Patrick’s grandfather and the wounded soldier consider themselves brothers even though they only met in boot camp. They would both sacrifice themselves to save the other’s life.

Fast forward.

To call someone outside your family a brother used to be something sacred and honorable (think HBO’s award-winning series Band of Brothers). What happened in the last sixty years to bastardize something once so highly esteemed?

Bro2The college party scene happened and brothers became bros. What was once a high compliment is now a mockery. But what’s the big deal? Everyone knows that college frat boys are prone to act like idiots.True, frat boys are mostly bros, but you don’t have to be a member of a fraternity or even a college student to be a bro. The scary thing is: they’re everywhere now. They’ve graduated from frat parties to boardrooms but they haven’t lost what it means to them to be a bro.

For example, Pax Dickinson (recently the CTO at Business Insider) was forced to resign after an Internet backlash stemming from a long history of misogynist, racist and classist tweets. Pax has since become the face of “bro-grammers” the world over.

Most intelligent people have a healthy dislike for bros, and for good reason, but the term itself is not necessarily derogatory – it’s simply something guys use to describe each other. It’s also spawning a long list of new words of which bro-grammer is only one.

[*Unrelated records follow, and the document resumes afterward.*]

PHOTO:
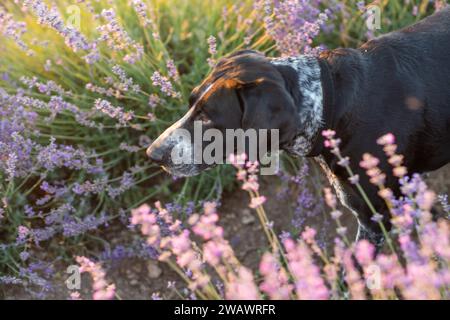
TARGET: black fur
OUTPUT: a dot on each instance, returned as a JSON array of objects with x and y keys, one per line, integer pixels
[{"x": 398, "y": 83}]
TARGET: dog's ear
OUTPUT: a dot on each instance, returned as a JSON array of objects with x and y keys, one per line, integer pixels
[{"x": 269, "y": 105}]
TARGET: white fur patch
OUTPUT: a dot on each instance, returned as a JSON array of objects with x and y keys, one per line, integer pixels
[{"x": 311, "y": 109}]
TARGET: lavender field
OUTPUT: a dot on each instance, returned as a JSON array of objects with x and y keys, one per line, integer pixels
[{"x": 87, "y": 85}]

Have you seen the film “I Love You, Man?” It’s classified as a “bro-mance,” which, according to Urban Dictionary, is defined as the complicated love and affection shared by two straight males.

“Bro-git” is another example. In order to be a bro, you must first be legit and able to relate to the bro lifestyle (think Patrick from the anecdote above). If you pass the test, you’re now bro-git.

Aside from sounding completely ridiculous, these new words reinforce the ideas and stereotypes promoted by the bros that practice them. If the true brothers in arms could see what’s happened to the word they used so reverently, they’d surely roll over in their graves.

Can you think of any other “bro” words? Are there other words that have suffered a similar fate?